DHAKA—Human Rights Watch on Monday called for a United Nations probe into the alleged enforced disappearances of Bangladesh opposition activists, demanding sanctions on the officials found responsible.
The rights watchdog released a report identifying 86 political activists, businessmen and student members of the opposition Bangladesh Nationalist Party who went missing over the past decade.
It said disappearances have become a “hallmark” of Prime Minister Sheikh Hasina’s rule since 2009, a tool for curtailing free speech and criticism.
“We want the UN and other international experts to launch an independent investigation, because it has become quite clear that the Bangladesh authorities are willing to look away and even provide impunity for these kinds of abuses,” Meenakshi Ganguly, HRW’s South Asia specialist, told AFP.
HRW called for “targeted sanctions” on members of the Rapid Action Battalion, an elite police squad accused of carrying out many of the disappearances.
There was no comment on the allegations from the government or the Rapid Action Battalion, which has been accused in the past of rights abuses including extrajudicial killings.
Other rights organisations have said 600 people have been seized in the past decade, and that those who have been freed are too scared to speak out.
The Odhikar monitor reported 16 suspected enforced disappearances in the first half of 2021.
“These enforced disappearances have created a terrible environment of fear,” said Nur Khan Liton, a former chief of Ain o Salish Kendra, a leading Bangladesh rights group.

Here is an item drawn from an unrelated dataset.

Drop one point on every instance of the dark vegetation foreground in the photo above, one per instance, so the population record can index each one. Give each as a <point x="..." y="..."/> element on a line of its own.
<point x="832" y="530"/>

Senior government officials have in the past denied that security agencies had seized anyone, saying the alleged victims have gone into hiding.
‘Why would he be killed?’
In one of the cases listed by HRW, low-level BNP activist Mohammad Parvez Hossain disappeared in December 2013, allegedly abducted with three friends.
“They went out to buy birthday flowers for the son of a party colleague and never returned,” said his wife Farzana Akter, who was pregnant at the time.
A few weeks later, Hasina won a general election by a landslide.
Akter, now 30, said police repeatedly refused to discuss her husband’s case.
She now relies on her family to help raise her 10-year-old daughter and eight-year-old son, who has never seen his father.
“If the government says my husband is in hiding, then why don’t they find him?” she said.
“He didn’t commit any crime, didn’t kill or rob anyone. He was not corrupt. Why would he be killed?”